Growing mobile penetration gives Myanmar fintech a big boost

Financial technology services in Myanmar have boomed following an increasing number of mobile users, according to a report from Fitch Solutions Macro Research.

The rise in mobile subscribers began after the government opened up the telecommunications sector in 2014, though enforced supportive regulations and point-of-sale (POS) payment solutions are still lagging behind.

Fitch Solutions, a subsidiary of New York-headquartered Fitch Group, published an analysis on Myanmar fintech industry trends highlighting that money transfer and microfinance sectors would spark the most interest from the private sector.

The microfinance sector will be burgeoning as more start-ups introduce solutions making loan approval process more efficient, it said.

There are several fintech companies focusing on peer-to-peer (P2P) money transfers, but the development in POS payment solutions has trailed.

In 2016, the Central Bank of Myanmar rolled out the Mobile Financial Services (MFS) regulation, allowing licensees to offer kyat-dominated cash-in and cash-out services, money transfers and domestic payments.

Applicants for the MFS require a minimum capital of K3 billion (US$2.5 million) and an application fee of 0.1 percent of the minimum amount. Fintech companies are allowed to apply for mobile banking licences, which were first issued in 2013 under the support of the Mobile Banking Directive. These licences are given to traditional banks, and fintech firms need to operate under a bank licence.

In 2017 following the allocation of an MFS licence to OK Dollar, a local mobile payment unit, the CBM received backlash from the government for allowing the company to operate without proper regulations and for bank’s lack of intervention.
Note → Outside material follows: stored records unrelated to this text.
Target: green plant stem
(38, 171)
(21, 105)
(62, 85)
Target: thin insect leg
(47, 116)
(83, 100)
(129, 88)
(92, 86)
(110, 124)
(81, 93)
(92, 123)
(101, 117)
Launched in 2016, OK Dollar operated on the basis of a tradition microfinance licence during the period it was waiting for a MFS licence.

Wave Money, a joint venture between telecoms operator Telenor and Yoma Bank, received an MFS licence in 2016. By late 2018, it amassed 7 million subscribers and had as many as 40,000 agents (where customers can deposit and withdraw cash), processing transactions up to US$1.3 billion last year.

The CBM said in June that the use of UnionPay International QR code system would be launched within this year. The slow pace of rollout of POS payment solutions indicates that Myanmar’s large informal economy is still inclined to do business in cash.